For the infinite case, let the graph be the union of the successor
relation and its converse over the signed integers. It is connected
and acyclic but has no root.
Dan
|
1250.5 | | HPSTEK::XIA | In my beginning is my end. | Mon Jun 11 1990 13:03 | 17 |
| > Sequentially (one processor) a cycle could be detected in O(n**2) if
> one exists, right? ( at least in Polynomial time any way)
> but the hard one is to show it could be done in polylogarthmic time using
> polynomial processors.
Uh... I don't quite understand this, but doesn't the depth (or
breadth) first search give O(n)? (of course we are talking about
connected graph here?)
With n processors, I think what you do is to partition the graph into
connected subgraphs then give one to each processors, and then treat
each subgraph as a node (that will give you another graph with a lot
less node). Then you just keep doing the same thing again and again.
Well, this is just off the top of my head.
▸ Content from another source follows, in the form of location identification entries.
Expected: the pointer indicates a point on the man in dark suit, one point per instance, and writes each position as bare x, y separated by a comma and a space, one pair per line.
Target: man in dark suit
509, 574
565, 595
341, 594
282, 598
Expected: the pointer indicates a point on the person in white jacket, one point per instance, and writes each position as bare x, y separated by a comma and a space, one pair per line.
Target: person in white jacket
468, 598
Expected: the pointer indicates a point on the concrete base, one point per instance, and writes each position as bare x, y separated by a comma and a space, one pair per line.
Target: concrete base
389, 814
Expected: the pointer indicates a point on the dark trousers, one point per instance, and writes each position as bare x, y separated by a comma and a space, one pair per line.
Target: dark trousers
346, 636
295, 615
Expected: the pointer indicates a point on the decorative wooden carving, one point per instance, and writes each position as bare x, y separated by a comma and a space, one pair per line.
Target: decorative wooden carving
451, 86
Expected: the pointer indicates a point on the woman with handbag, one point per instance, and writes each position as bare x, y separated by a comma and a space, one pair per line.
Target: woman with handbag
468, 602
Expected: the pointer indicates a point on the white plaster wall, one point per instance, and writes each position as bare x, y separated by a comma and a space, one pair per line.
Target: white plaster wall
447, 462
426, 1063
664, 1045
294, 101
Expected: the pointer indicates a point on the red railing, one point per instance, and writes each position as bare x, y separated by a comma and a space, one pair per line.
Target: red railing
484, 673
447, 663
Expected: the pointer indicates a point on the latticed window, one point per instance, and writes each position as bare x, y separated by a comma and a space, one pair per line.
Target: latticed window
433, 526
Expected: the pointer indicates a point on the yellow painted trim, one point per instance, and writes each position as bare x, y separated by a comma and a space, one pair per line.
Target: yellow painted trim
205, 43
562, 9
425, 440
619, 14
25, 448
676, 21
I don't know if this is the
standard way of doing it.
Eugene
|
1250.6 | Depends on exactly what we are looking for. | CADSYS::COOPER | Topher Cooper | Mon Jun 11 1990 14:45 | 20 |
| RE: .5 (Eugene)
I started to reply that systematic search would be linear in the number
of edges, which is quadratic in the number of nodes. But I realized
that a tree has one fewer edges than nodes. A forest has k fewer
edges than nodes (where k is the number of trees in the forest).
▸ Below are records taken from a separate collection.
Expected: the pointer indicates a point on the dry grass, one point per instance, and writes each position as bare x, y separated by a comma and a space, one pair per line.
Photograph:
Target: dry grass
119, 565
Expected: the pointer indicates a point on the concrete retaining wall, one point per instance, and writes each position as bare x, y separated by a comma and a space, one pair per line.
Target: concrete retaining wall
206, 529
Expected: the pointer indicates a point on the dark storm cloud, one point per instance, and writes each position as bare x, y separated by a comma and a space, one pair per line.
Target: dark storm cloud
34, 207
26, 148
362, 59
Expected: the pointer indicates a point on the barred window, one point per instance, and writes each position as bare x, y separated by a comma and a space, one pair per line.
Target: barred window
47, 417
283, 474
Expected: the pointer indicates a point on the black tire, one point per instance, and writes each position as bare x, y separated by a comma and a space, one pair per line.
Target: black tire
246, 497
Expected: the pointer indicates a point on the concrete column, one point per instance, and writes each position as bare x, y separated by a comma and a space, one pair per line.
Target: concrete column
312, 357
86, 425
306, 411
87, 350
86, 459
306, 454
If the job is to determine that a cycle exits, then the answer is
affirmative the moment we determine that there are at least as many
edges as nodes. With a suitable representation, we can count the
number of edges in n steps (n=number of nodes).
If we are assured that the graph is connected we are finished. If
we don't we can search for a cycle in time linear in the number of
edges, which is, at worst, linear in the number of nodes.
Detecting that a cycle is present is therefore linear in the number
of nodes even on a single processor. Finding the cycle(s) that you
know are there would seem to be a bit harder.
Topher
|
1250.7 | | HPSTEK::XIA | In my beginning is my end. | Mon Jun 11 1990 16:46 | 7 |
| re .6,
By the way, in projectie geometry, lines and points are really the same
thing, so it isn't really necessary to differentiate them when
discussing abstract properties such as O(n) and etc.
Eugene
|
1250.8 | I tried these methods | RIPPLE::ABBASI_NA | | Tue Jun 12 1990 02:33 | 58 |
|
regarding .5 (Eugene)
> With n processors, I think what you do is to partition the graph into
> connected subgraphs then give one to each processors, and then treat
> each subgraph as a node (that will give you another graph with a lot
> less node). Then you just keep doing the same thing again and again.
> Well, this is just off the top of my head. I don't know if this is the
> standard way of doing it.
Well, I went along the above lines, (divid and repeate..).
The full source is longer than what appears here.